On 2021-01-12 12:55 p.m., Nick Vatamaniuc wrote:
Hello everyone
Hi (Dr.) Nick! ;)
I wanted to see what we thought about adding a scheduling improvement
to the replicator. Specifically adding round-robin fairness amongst
different _replicator dbs
We've needed some sort of priority system for a while -- critically, in
some cases, our failure to offer something has forced my hand into
recommending use of external replication scheduling techniques. I'd
never thought of using multiple databases as a way of handling this
problem, though.
Currently, the scheduler runs all the jobs in the system fairly. It
does it by using the jobs' "last started" timestamp to select which
jobs to stop and start next. So each scheduling cycle, the jobs which
ran the longest (have the lowest start time) get stopped, then, from
the list of pending jobs we also pick those with the lowest start
times (since they waited the longest) to run next.
There is also some difference between continuous and one-shot
replication jobs, isn't there? I seem to recall one-shot jobs get
priority over continuous ones.
However, this algorithm can be unfair among replication jobs from
different _replicator dbs. For example, if max_jobs=10 and one
_replicator db has a 1000 jobs and another has only one doc then,
that one job might have to wait for quite a while to get its turn to
run. If we picked fairly amongst _replicator dbs, then for example,
the one job would get at least one of the 10 max_jobs run "slots",
and the rest of the 9 slots would go to the replicator db with 1000
docs. If there would be 11 _replicator dbs, then a docs from the ones
with the lowest start times amongst them would be picked first.

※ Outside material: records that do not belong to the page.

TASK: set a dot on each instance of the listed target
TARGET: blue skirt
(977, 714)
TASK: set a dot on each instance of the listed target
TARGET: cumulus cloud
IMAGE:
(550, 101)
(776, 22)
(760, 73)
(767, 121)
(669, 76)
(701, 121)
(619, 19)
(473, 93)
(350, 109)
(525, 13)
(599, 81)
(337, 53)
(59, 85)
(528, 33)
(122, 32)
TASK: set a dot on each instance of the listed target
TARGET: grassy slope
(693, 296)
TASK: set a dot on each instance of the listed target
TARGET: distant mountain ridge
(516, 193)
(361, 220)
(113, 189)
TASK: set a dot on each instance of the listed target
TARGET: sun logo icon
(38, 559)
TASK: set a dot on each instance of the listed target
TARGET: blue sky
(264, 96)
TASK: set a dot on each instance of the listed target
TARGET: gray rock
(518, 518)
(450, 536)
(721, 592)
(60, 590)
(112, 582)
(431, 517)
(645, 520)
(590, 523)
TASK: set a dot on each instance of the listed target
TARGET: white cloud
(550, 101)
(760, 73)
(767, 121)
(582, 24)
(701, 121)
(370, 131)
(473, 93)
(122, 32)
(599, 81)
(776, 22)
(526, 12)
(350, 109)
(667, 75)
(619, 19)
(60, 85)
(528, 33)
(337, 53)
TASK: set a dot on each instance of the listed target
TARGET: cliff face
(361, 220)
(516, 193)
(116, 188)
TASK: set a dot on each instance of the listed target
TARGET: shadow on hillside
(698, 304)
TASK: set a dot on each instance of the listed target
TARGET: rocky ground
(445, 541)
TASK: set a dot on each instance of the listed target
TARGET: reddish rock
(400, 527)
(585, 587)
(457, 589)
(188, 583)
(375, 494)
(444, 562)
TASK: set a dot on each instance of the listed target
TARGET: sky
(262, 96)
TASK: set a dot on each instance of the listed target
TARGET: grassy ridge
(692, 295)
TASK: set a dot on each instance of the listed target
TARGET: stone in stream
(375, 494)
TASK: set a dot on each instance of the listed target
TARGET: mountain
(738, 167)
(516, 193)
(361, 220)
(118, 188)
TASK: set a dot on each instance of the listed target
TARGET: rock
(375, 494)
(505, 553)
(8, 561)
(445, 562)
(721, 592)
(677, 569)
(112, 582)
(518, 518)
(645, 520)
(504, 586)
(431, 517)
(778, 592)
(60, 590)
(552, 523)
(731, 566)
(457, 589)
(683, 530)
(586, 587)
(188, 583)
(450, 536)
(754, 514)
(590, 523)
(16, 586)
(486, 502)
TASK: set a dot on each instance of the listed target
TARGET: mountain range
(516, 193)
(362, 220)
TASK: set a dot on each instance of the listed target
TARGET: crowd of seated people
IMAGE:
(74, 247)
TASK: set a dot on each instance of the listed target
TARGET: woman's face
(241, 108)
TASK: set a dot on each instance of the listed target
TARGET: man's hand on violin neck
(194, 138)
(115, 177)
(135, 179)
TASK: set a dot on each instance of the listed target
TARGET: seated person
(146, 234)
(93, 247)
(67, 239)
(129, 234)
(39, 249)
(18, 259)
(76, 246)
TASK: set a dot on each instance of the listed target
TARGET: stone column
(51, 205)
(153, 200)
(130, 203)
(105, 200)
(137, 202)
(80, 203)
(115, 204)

That does sound unfair. I wasn't aware of this "gotcha" with multiple
replicator DBs (in the field I rarely see >1 replicator DB) but it
intuitively makes sense - all replicator DBs are unioned in the
scheduler's queue and treated like a single, big DB. (There is basically
no advantage to multiple _replicator DBs today then, other than perhaps
security / obscurity reasons, is there?)
This feature would also allow running some quick replication jobs,
when there is already a full queue main _replicator db jobs by
creating a "quickjobs/_replicator" db, and insert these new jobs
there. With this new scheme they would start running right away even
if the queue is full with jobs from the main _replicator db. Another,
related idea I had, was to add per job user-configurable priorities:
high/default/low or numeric. However, that scheme is not as good as
it could lead to permanent starvation of jobs while the round-robin
db scheduling scheme still guarantees all jobs will eventually run.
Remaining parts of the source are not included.